On the shelves in my office I count ten books (remember them?) covering the semweb, ontologies and such, dating from the noughties. These often spoke enthusiastically of the semweb’s potential. The blurb from one book, ‘Spinning the Semantic Web*’ speaks of‘ an exciting new type of hierarchy and standardization that will replace the current web of links with a web of meaning. I think it is fair to say that this has not happened.
What did happen in the early years of the 21st century was that the semweb was taken on board by the research establishment (at least in Europe) in a big way. The workings of this may not be familiar to you.
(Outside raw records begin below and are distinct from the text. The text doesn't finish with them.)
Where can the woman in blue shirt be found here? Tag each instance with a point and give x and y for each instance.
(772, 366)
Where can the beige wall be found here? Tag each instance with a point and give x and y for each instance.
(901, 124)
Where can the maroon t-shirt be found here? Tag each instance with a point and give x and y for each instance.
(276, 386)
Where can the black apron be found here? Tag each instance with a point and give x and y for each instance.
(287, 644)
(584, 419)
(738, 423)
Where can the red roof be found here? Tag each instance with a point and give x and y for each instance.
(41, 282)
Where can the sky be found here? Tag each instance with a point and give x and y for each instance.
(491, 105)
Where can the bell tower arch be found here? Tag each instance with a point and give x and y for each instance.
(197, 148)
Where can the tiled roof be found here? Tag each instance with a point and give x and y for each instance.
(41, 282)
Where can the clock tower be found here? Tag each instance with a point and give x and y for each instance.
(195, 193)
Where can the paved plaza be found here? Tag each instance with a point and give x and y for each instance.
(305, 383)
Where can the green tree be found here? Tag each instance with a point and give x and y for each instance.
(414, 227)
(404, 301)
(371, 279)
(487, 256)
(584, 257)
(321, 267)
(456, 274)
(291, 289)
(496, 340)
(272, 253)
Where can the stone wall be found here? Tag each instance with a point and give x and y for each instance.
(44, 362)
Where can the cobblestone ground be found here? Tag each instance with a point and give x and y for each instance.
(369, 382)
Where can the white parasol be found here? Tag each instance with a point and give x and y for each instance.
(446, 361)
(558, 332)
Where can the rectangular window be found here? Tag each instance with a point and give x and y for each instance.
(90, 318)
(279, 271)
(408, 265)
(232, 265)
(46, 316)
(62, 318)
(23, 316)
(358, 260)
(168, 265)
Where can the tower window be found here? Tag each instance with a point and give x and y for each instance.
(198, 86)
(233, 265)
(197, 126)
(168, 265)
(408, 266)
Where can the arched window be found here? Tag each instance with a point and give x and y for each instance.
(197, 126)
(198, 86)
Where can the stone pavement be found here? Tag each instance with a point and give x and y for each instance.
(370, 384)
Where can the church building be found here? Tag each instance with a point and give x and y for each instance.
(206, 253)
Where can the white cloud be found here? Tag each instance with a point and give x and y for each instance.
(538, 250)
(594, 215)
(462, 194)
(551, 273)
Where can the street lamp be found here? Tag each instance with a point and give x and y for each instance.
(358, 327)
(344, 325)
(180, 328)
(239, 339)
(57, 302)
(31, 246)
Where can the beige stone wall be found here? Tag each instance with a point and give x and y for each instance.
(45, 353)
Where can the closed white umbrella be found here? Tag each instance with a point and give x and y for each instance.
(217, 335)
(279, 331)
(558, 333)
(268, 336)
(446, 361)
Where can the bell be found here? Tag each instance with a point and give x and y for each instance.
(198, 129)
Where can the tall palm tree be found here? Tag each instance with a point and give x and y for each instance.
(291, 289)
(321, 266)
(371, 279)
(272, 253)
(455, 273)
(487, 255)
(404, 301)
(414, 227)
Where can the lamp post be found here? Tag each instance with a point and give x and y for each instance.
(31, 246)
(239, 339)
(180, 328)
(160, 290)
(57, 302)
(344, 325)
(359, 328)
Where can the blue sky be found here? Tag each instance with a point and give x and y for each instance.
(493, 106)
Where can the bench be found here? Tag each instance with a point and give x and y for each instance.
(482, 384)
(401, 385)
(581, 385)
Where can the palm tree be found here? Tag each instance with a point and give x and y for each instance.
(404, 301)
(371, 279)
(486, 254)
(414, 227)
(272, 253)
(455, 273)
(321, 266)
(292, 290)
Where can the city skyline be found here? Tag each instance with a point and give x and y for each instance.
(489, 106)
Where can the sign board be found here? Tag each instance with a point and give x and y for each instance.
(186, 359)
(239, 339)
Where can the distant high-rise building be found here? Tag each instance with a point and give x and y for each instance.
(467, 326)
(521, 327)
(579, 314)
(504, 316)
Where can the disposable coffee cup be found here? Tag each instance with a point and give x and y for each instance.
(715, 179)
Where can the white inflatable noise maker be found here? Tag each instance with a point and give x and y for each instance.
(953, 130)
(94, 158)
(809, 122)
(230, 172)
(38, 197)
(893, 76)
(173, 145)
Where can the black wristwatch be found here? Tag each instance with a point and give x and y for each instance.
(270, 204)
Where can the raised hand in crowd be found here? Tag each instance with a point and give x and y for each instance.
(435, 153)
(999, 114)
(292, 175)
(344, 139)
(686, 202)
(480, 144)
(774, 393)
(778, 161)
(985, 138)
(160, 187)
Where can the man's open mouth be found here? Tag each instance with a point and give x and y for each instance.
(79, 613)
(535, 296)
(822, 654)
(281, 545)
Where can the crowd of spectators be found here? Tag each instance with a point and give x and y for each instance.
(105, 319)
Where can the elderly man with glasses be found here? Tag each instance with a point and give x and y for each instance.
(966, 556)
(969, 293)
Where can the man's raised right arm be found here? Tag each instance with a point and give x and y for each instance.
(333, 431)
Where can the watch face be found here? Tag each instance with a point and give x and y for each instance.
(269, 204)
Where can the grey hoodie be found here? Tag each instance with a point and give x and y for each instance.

In other contexts, the generally accepted principle for the advancement of humanity is via a multiplicity of competing initiatives of which the best will thrive. This is not how things work in EU research where the politicos that decide what research to fund are constantly on the look out for the next big thing. Most recently this has been AI. Before that, albeit briefly, it was blockchain. And before blockchain it was the semantic web before that, business objects and so on. The EU then announces the direction that researchers will have to take to get funded. And off they go. It is a curious way of doing business. A multiplicity of institutions ‘compete’ for funding. But the competition is limited to what has previously been selected as ‘worthwhile’. The approach is more like the monolithic culture of the Soviet Union than Silicon Valley.
While the semweb has not by any stretch of the imagination fulfilled its original promise, its impact of EU research has been huge and lives on today. SEMIC 2023, the Semantic Interoperability Conference broke all records with some 458 on site visitors and 803 followers online. In Brussels recently, another semantic initiative saw the light of day, the TotalEnergies-backed Knowledge Graph Alliance (see elsewhere in this issue) is seeking to get the semantic ball rolling, echoing a much earlier failed attempt by the W3C to get the oil and gas industry to finance further semantic research.
At ECIM (and, we have it on good authority, in some EU Majors’ databases) we heard that naming stuff remains an issue, despite the problem having been ‘solved’ twenty years ago. Why is this? Why not have a ‘standard’ convention? Something along the lines of the KGA or a host of other proposals that have been made over the years (I expect OSDU has its own …. it should). But the existence of a standard way of writing a well name does not fix the problem. These problems stay with us because the standards focus on the container (a database format, an ontology or what have you) and not on the content.
You might be curious to know how the problem was solved twenty years ago. It was solved by having a look-up table of well names across the various databases. Petris Winds (later acquired by Halliburton) was one early example of a commercial implementation of such a system. This simple system just leaves on other problem to fix. That is making sure that the well name or whatever attribute you are concerned with is always the same in each database or application, now and for all future data entries. If you have a lot of legacy data, and a lot of new ‘big’ data, then this is a hard problem that involves the ‘management’ part of data management. Over the years I have seen companies shy away from these mundane issues (bad, missing data, wrong name, duplicates etc.) to focus on the more intellectually stimulating problems of standards and formats. Vendors don’t help. People who want to ‘move fast and break things’ don’t help. Managers who are blindsided by their IT/data folks don’t help. The issue of in-house vs. outsourced services plays a big role here, but that’s a whole other story (and editorial?).
* Spinning the Semantic Web, Dieter Fesnsl et al. MIT Press 2003 ISBN0-262-06232-1.